普通ならパワハラなりなんなりで文句を言う内容だが、社員はふぅと一息吐いて自分の席に戻っていった。
その彼の席の前に、おどおどした様子の女性社員が、山ほどの書類とともに待っていた。
「あ、あの、先輩・・・」
「・・・それ、明日の定例用ですか?」
「そ、そうなんですけど・・・こ、この量・・・」
「・・・あぁ、はい。いつも通りですから。ありがとうございます」
「あ、あの・・・お、お手伝いを・・・」
「・・・いや、大丈夫です」
彼は女性社員の言葉にぴしゃりと断りを入れて自分のパソコンに向き合った。それにさらにおどおどする女性社員に、別社員が声をかけた。
(里沙ちゃん、里沙ちゃん、やめときな)
(で、でも、あの量をまとめるなんて無理が・・・)
(普通はあんな量無理だけど、あいつ一人でやるとなんとかなっちまうから。逆に手伝うと効率下がっちまうから、やめとけ)
結構近くで言われてるひそひそ話も聞かず、彼はパソコンに向かってすでに作業を始めていた。画面を見る目は死んでおり、もうそれしか見えず周りのことは我関せずになっていた。
(あいつもバカ正直にやっちまうもんだから、あのハゲに全部任されちまうんだよ。しかも文句も言わねーからよ。ほっときゃいいんだ)
別社員はひらひらと手を振りながら自分の席に戻り、女性社員はしばらく悩んだ後に「ご、ごめんなさい・・・」と言いつつ去る。
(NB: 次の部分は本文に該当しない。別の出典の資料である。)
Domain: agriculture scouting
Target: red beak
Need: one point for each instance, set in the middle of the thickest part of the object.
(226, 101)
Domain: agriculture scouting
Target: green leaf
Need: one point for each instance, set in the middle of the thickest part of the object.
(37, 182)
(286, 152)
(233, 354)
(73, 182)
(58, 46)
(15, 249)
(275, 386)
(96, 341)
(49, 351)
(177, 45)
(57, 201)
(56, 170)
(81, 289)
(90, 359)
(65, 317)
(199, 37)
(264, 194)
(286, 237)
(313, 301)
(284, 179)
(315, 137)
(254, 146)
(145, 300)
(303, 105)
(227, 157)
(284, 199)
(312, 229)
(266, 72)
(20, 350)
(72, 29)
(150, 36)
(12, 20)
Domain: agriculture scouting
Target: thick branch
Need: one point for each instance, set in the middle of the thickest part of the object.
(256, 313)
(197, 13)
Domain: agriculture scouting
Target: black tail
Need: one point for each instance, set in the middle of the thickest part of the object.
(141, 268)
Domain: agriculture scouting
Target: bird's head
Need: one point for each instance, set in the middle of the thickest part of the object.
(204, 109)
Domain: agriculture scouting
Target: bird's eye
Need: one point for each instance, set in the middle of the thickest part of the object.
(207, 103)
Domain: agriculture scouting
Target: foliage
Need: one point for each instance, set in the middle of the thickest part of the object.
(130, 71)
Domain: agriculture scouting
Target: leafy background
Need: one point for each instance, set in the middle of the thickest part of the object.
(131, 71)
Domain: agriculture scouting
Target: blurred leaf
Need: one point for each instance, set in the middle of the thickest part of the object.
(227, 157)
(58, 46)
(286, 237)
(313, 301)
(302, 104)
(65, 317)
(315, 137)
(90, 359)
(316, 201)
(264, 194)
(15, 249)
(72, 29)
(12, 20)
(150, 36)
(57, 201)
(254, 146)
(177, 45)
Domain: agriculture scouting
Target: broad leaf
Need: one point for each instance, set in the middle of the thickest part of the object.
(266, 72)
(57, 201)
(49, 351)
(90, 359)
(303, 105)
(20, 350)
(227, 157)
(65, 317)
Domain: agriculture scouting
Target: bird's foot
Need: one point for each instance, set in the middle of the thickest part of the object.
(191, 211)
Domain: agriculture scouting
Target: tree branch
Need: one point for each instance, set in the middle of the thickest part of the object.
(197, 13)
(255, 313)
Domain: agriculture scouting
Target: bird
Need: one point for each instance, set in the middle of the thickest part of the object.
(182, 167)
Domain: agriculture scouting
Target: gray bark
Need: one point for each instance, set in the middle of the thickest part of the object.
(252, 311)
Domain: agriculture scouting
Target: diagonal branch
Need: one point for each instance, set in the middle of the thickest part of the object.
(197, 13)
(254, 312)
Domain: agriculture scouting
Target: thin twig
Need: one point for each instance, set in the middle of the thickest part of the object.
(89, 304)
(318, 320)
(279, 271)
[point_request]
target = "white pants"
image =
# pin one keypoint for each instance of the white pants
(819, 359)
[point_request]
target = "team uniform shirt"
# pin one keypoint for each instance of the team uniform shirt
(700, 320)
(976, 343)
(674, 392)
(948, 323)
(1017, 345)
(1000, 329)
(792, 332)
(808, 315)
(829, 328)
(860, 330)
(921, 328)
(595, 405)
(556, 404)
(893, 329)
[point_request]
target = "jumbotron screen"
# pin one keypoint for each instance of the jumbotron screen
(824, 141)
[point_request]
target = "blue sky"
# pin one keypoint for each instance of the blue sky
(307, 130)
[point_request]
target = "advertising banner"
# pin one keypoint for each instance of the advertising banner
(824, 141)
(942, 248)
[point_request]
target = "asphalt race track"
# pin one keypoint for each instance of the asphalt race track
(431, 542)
脳天気な上司の「おつかれー」をBGMに、彼は黙々とPCのキーボードを叩き続ける。
彼は社畜であった。
〜〜〜・〜〜〜・〜〜〜・〜〜〜・〜〜〜
夜も更けて、すでに午前2時。
一人会社に残る彼がパソコンのキーボードを叩き、ふぅと一息ついた。
(・・・これでなんとかできただろう・・・)
2.3度、ちゃんとファイルが保存できていることを確認して、今度はケータイのメールを立ち上げる
(・・・『また引っ越し。車と人貸して。来週日曜、一人一万だす』・・・と)
一通のメールを送ったあと、彼はパソコンを切って机の引き出しから買い置いてあったカップ麺を引っ張り出し、給湯室に向かった。
(仮眠室、開いてるかな・・・閉まってたら床で寝るか・・・6時くらいに起きて朝飯買って食って最終チェックかな・・・)
彼は私生活はポンコツであった。
引っ越しと言われて、安い引っ越し会社を見積もるなりなんなりはする気はさらさらなく(時間もないのだが)、昔からの友人に頼ってテキトーにやる。あとあとの手続きはイエスマンで済ます。罰金だのなんだの勝手につけられても気づかない。
食生活のバランスなど知ったことではない。食えりゃいい、腹にたまればいい、エネルギーになればいい。急ぎならウィダーなゼリーを頬張り、ゆっくり食べるならカップ麺かコンビニ弁当と言う始末。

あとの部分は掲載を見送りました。